Der Forschungsschwerpunkt der Nachwuchsgruppe „Silicon-to-Light“ ist die Entwicklung von effizienten, auf Silizium basierenden oder mit Silizium kompatiblen Mikro-Lichtquellen. Effizienzbegrenzende Faktoren werden gründlich analysiert und verschiedene Konzepte der Nanostrukturierung und Materialmodifizierung im nanoskopischen Bereich kommen zum Einsatz, um eine Effizienzerhöhung zu erreichen.

Letztendlich soll versucht werden, einen elektrisch gepumpten, auf Silizium basierenden Laser mit durchstimmbarer Emissionswellenlänge zu realisieren.
Eine derartige Lichtquelle hat das Potenzial, die auf Silizium basierenden elektronischen Chips zu revolutionieren, indem schnelle Lichtpulse anstelle der konventionellen langsameren Spannungspulse zur Kommunikation zwischen verschiedenen Bauelementen der Chips verwendet werden. Dies würde eine neue Generation ultraschneller Computerprozessoren erlauben.

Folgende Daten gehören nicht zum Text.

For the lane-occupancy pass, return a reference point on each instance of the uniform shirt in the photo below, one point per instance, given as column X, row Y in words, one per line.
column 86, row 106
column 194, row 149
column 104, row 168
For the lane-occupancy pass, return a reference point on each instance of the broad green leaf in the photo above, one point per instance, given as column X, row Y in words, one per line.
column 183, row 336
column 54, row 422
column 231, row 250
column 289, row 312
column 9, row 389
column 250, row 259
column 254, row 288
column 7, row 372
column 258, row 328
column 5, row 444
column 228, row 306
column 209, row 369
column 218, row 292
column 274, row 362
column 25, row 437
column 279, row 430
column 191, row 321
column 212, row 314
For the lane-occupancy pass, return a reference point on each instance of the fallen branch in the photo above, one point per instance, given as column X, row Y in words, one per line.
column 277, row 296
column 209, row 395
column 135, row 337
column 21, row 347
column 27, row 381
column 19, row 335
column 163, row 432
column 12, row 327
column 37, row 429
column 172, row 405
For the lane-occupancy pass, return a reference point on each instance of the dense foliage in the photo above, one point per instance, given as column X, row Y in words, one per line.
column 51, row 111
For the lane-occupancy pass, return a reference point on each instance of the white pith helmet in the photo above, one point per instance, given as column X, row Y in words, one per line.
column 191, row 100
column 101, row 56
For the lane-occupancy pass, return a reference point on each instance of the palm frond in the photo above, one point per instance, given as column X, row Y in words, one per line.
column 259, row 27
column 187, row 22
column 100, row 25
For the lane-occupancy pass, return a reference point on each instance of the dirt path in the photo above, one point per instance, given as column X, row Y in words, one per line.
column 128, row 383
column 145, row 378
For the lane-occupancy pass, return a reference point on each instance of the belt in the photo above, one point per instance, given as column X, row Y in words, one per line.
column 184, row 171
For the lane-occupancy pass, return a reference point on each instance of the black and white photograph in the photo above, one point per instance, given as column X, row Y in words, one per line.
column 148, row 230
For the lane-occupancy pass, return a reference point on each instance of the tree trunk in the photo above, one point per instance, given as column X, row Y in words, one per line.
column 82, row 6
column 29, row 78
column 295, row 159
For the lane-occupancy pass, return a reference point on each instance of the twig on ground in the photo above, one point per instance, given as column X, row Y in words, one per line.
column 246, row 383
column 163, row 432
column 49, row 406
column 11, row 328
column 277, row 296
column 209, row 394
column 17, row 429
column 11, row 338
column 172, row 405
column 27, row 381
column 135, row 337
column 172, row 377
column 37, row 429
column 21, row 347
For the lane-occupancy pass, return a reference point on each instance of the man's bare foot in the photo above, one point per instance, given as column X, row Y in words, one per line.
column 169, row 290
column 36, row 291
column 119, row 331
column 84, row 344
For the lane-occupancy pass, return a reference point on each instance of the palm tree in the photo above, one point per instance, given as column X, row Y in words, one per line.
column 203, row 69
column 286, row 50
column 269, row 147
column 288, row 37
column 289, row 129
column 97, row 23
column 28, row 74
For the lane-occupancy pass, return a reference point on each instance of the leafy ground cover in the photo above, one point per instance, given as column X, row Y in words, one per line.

Es werden mehrere Ansätze für die effiziente Lichtemission und nichtlineare optische Frequenz-umwandlung in siliziumbasierten Materialien verfolgt:

  • Zum einen soll auf Si/Ge Vielfachschichtsysteme und Seltenen-Erden-Ionen, die in nanokristallhaltigen Matrizen eingebettet sind,  als siliziumkompatible emittierende Systeme zurückgegriffen werden. Eine Erhöhung der Lumineszenzeffizienz soll dabei durch die Verwendung einer mikro- und nanophotonischen Strukturierung z.B. in Form von Mikrokavitäten in photonischen Kristallen erreicht werden. Um nichtlineare optische Effekte in Silizium zu verstärken, wird der Einfluss von  gezielt eingebrachten Verzerrungen des Kristallgitters oder einer Porosität des Siliziums studiert.
  • Zusätzlich wird versucht, die nichtlinearen optischen Eigenschaften von Polymeren mit den exzellenten Wellenleitereigenschaften von Silizium im infraroten  Spektralbereich zu einer Wellenleiter-Hybridarchitektur zu kombinieren.